The Pueblo Indians of New Mexico

Centuries before European explorers found their way to the western hemisphere, the Pueblo Indians of what is now New Mexico developed a distinctive and complex civilization. These peace loving people created an urban life in harmony with the environment and with each other. Their religion was pantheistic [belief that God is (consist of) all forces and powers of the universe] and deeply spiritual and constituted an important part of daily life, within which they created an equitable government, a magnificent architecture, intensive agriculture with a sophisticated irrigation system.

While the majority of Native Americans belonged to nomadic tribes and moved with the seasons to follow game, the Pueblo stayed in one location. They hunted, fished, and traded much like Indians on the rest of the continent but they were very different in two very important ways. They were farmers, growing corn, squash, a variety of beans and other vegetables. They also built permanent structures for lodging, worship and cultural events. One roof-timber has been carbon-14 dated to 217 AD.

As the Europeans arrived and pushed westward the Pueblo offered little resistence, choosing instead to maintain a peaceful life and their own culture.

Today, after suffering disruption by gold-seeking Europeans, alien Indian tribes and Anglo-American westward expansion, the Pueblo people are settled in nineteen communities, some of which have been continuously inhabited since long before the discovery of America. Still retaining their ancient and largely secret ceremonial life, they nevertheless welcome visitors from all over the world, and offer a glimpse of the proud heritage which they have kept alive for more than a thousand years.

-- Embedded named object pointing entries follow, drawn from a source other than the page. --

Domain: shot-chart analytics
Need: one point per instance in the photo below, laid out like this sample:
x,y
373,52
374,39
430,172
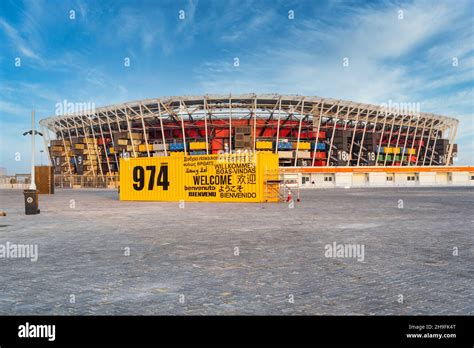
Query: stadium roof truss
x,y
185,112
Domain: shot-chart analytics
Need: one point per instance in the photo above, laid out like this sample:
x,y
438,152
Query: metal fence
x,y
83,181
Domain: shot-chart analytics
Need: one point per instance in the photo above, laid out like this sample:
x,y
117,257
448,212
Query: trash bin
x,y
31,202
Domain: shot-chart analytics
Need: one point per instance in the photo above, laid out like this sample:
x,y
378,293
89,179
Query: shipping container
x,y
264,145
210,178
199,145
304,145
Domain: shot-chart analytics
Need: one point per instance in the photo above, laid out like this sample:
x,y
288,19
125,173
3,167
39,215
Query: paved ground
x,y
190,252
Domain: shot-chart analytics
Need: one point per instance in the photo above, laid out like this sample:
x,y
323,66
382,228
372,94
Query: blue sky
x,y
82,60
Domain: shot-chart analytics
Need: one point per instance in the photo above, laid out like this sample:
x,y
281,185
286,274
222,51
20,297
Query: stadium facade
x,y
305,132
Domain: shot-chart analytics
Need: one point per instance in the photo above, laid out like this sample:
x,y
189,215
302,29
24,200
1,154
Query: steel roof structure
x,y
186,112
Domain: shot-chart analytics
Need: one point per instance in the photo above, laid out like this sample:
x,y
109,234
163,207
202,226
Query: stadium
x,y
305,132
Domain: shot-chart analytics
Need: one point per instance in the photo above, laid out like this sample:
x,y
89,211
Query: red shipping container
x,y
217,144
320,155
222,133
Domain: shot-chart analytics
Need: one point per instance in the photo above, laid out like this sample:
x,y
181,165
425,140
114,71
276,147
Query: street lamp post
x,y
31,195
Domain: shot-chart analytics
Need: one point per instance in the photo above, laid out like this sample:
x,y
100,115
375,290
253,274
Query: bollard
x,y
31,202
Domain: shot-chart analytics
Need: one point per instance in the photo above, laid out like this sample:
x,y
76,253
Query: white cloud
x,y
18,42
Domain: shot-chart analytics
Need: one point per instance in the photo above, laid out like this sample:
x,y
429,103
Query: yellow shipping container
x,y
206,178
199,145
142,147
176,154
304,145
264,145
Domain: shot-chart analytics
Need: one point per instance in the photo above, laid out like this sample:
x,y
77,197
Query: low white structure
x,y
327,177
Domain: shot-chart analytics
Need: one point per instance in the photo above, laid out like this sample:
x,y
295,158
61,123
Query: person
x,y
289,198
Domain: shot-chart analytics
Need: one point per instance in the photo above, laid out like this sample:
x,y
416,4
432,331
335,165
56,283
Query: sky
x,y
76,51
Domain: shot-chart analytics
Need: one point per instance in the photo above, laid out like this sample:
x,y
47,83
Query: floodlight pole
x,y
33,184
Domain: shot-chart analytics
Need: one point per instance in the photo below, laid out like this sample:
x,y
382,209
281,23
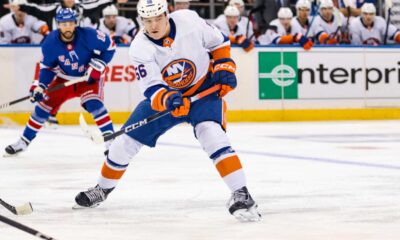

The tribes are The Acoma, The Cochiti, The Isleta, The Jemez, The Laguna, The Nambe, The Picuris, The Pojoaque, The Sandia, The San Felipe, The San Ildefonso, The San Juan, The Santa Ana, The Santa Clara, The Santo Domingo, The Taos Pueblo, The Tesuque, The Zia, and The Zuni. All of the tribes have highly developed skills in art, pottery, weaving, jewelry, leather work and other crafts.

Nearly all Pueblo populations are divided into clans; the Corn Clan, the Turkey Clan, the Turquoise Clan and many others. Clan members may take turns in the conduct of the Pueblo government, in the administration of justice, and in the responsibility for traditional tribal ceremonies. Most Pueblo people speak a variation of two primary linguistic stocks, Keresan or Tanoan, as well as English and often Spanish. The Zuni Pueblo has its own language, unrelated to any of the others.

The Pueblo Revolt, 1680-1692

Spaniards began moving into what is now Arizona and New Mexico as early as 1540. They conquered more than 100 Indian pueblos, or villages. Spanish soldiers and priests set up a forced-labor system almost like slavery, and prevented the Pueblo Indians from worshiping their ancient gods. Finally the Indians struck back. Led by Pope, from San Juan pueblo, they attacked several Spanish settlements in August 1680. The Indians killed over 400 Spaniards, and besieged 1,000 more in Santa Fe. After several days without water, the Spaniards escaped to El Paso del Norte (now El Paso, Texas), and Pope became the master of New Mexico.

The Pueblo Indians ruled for 12 years, and destroyed almost every trace of the Roman Catholic Church but retained such things as horses thus becoming the first Plains Indians to acquire them. Spanish soldiers under Diego de Vargas easily re-conquered the territory in 1692, after Pope's death.